Em Realengo, cidade do Rio de Janeiro, no domingo, 8/07, pela manhã, um individuo cujo o nome não foi revelado, agente penitenciário, abriu fogo contra uma família que se encontrava dentro de automóvel. Foram 8 tiros, atingindo de raspão o motorista. Alegou que disparou por “achar” que seria o carro pertencente a ele, pois havia sido roubado.

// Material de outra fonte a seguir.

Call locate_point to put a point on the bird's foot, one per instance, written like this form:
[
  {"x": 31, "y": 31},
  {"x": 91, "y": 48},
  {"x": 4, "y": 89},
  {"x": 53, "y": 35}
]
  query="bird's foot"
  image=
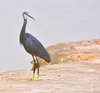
[{"x": 34, "y": 79}]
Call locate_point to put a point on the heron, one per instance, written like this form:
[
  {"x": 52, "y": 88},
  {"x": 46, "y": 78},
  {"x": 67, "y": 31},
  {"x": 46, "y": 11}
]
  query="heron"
[{"x": 33, "y": 46}]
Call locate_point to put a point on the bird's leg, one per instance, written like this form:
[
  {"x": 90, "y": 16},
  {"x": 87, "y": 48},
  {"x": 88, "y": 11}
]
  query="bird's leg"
[
  {"x": 38, "y": 65},
  {"x": 33, "y": 68}
]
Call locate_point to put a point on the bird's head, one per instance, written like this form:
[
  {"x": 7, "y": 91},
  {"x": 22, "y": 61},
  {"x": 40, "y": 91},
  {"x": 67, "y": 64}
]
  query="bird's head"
[{"x": 26, "y": 14}]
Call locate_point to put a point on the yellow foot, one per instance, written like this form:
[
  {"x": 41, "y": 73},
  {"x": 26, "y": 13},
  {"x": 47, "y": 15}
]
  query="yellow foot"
[{"x": 33, "y": 79}]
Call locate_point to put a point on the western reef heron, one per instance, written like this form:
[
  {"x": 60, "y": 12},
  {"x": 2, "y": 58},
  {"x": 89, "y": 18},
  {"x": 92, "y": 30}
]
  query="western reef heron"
[{"x": 33, "y": 46}]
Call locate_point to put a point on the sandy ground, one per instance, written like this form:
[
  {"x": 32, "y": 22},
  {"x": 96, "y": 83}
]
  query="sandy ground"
[{"x": 69, "y": 77}]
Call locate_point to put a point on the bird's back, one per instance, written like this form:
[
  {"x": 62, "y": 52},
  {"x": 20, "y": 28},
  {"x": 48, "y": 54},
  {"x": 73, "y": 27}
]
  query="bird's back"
[{"x": 34, "y": 47}]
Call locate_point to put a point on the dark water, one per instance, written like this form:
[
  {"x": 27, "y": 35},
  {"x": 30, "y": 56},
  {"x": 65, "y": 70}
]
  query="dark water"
[{"x": 56, "y": 21}]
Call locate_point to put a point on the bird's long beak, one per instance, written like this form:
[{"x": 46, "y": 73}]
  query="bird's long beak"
[{"x": 30, "y": 16}]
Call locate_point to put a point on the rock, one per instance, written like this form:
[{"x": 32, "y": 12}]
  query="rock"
[
  {"x": 82, "y": 51},
  {"x": 70, "y": 77}
]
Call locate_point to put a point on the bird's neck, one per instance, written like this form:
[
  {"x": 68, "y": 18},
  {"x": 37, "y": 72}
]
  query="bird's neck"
[{"x": 22, "y": 34}]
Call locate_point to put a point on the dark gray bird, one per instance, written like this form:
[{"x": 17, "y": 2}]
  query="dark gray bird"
[{"x": 33, "y": 45}]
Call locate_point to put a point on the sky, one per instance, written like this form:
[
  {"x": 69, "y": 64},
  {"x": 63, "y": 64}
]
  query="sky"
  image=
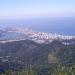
[{"x": 11, "y": 9}]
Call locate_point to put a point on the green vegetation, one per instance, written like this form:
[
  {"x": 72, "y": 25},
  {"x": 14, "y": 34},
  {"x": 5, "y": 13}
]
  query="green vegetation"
[{"x": 29, "y": 58}]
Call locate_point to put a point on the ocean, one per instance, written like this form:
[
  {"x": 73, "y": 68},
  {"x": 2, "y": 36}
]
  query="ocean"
[{"x": 59, "y": 25}]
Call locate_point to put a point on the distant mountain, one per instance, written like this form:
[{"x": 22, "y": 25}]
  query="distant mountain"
[{"x": 16, "y": 34}]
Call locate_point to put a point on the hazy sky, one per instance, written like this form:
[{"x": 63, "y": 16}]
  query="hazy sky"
[{"x": 34, "y": 8}]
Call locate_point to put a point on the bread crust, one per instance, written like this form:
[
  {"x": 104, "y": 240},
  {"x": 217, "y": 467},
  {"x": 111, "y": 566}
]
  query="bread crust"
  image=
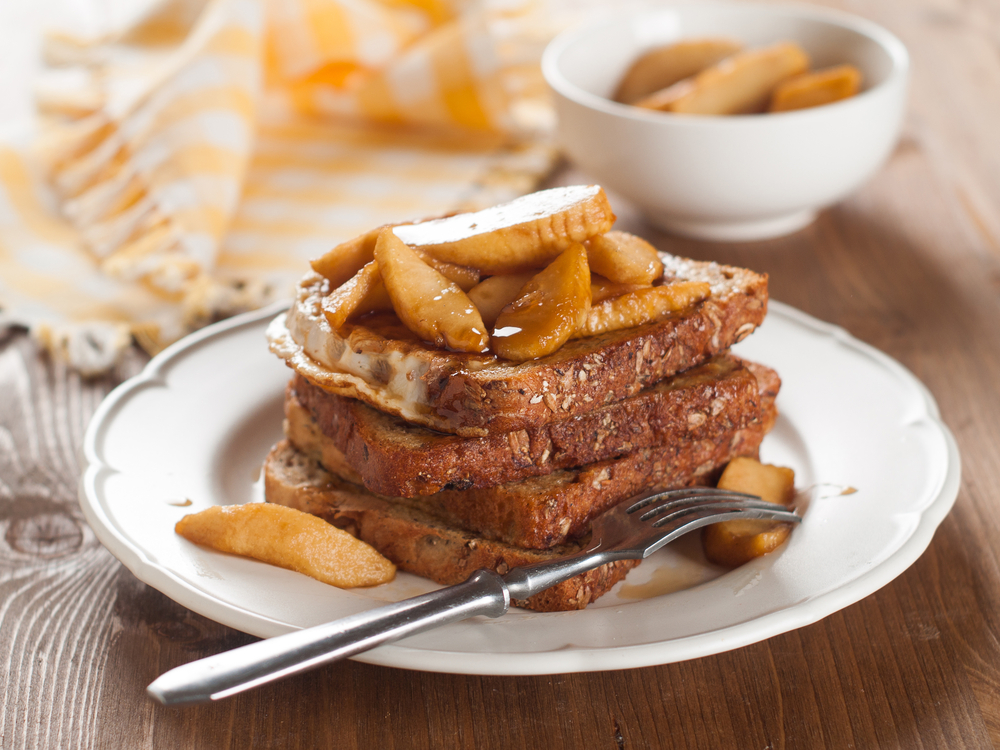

Nesse sentido percebe-se o total descaso pela vida do outro, posto que ele atirou por mera desconfiança e atirou em local público. O argumento do agente só confirma a politica policialesca que se quer implantar na mente do cidadão brasileiro.
Vale relembrar a situação ocorrida meses atrás, quando militares atiraram contra uma família em Guadalupe, matando um senhor de 51 anos, Evaldo dos Santos Rosa, e o catador Luciano Macedo, que tentou socorrer a família. Foram 257 tiros de fuzil, matando o músico com 62 tiros.
O Rio de Janeiro, cidade maravilhosa, cantada por poetas, vive uma época de massacre e violência contra a população. O Rio vive uma politica de extermínio, tipica das ditaduras. Mata-se com legitimação do estado.
Agentes penitenciários, seguranças de espaços particulares, guardas municipais, guardas do metrô ou qualquer agente de segurança estão agindo de forma policial, com argumento de servirem à ordem pública, uma verdadeira politica fascista diante do desmantelamento do estado.
O povo precisa mobilizar-se e avançar no sentido de ir as ruas contra as ações insanas dessa politica de conjunto do governo Bolsonarista.